1. Exploring the space of all possible models and their relative merits: E.g. for a given model family, you can explore different forms, for example, for a linear model we could generate all models with main effects.
2. Varying model settings: e.g. systematically alter the tuning parameters to observe the result.
3. Fitting the same model to different datasets: cross-validation, bootstrapping, simulating data, sensitivity analyses, etc.
4. Finding global optima - e.g. when model fitting might not converge to global optimum, you can have a collection of models generated from multiple random starts.
5. Fitting many simple models ot smaller sub-groups of your data rather than a single complex model to the whole dataset
## Computational challenges of fitting many models
We can distill the above tasks into two primary workflows:
1. When you have a single model that you want to repeatedly fit to different sub-sets of the larger data set.
2. When you have a selection of different models you want to fit to the same piece of data repeatedly.
You could solve this computationally by fitting many models using for-loops. Or, when fitting fewer models, you can store your models and their resultant outputs as objects in your global environment.

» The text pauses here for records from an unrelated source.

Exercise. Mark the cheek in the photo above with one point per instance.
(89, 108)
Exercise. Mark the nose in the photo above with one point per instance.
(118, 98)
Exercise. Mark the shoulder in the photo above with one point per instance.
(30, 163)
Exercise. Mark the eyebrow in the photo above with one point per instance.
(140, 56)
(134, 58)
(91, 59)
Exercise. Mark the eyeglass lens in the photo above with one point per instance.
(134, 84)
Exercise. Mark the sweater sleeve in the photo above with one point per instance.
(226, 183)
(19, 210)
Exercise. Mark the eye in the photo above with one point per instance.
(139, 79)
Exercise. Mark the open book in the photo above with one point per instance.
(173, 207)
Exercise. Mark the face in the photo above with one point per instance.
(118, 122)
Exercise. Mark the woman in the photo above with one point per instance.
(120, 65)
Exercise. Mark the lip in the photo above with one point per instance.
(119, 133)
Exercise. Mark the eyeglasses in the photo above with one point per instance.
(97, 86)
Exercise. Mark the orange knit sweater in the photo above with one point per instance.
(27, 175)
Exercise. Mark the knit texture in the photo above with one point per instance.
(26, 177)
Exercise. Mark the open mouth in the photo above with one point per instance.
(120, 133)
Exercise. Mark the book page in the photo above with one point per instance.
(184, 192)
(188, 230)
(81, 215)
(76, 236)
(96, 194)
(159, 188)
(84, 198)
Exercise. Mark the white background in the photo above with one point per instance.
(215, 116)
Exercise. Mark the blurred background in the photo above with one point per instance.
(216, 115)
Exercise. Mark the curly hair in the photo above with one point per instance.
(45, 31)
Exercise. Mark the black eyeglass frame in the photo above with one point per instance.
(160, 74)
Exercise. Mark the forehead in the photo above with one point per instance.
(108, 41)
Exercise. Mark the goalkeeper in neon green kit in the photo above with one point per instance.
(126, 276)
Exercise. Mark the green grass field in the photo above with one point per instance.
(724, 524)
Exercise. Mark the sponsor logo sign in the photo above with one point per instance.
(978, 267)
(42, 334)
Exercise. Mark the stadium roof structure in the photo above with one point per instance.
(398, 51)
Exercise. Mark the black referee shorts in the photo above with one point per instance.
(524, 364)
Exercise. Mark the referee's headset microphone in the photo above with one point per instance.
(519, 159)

- Loops: slow, *cumbersome* to write
- Intermediate objects: clutter up your global environment, must keep mental-track of each object
- For either method, you still need to extract the desired model outputs from each fitted model, wrangle them, combine them, perhaps wrangle some more, before you can analyse and/or visualise your many models simultaneously.
But there are a suite of tools out there that get the job done more efficiently (both in terms of computational efficiency, and in terms of the actual code that you write)!
## A workflow for same model, many pieces:
What do we need? (getting around the loop / many objects conundrum)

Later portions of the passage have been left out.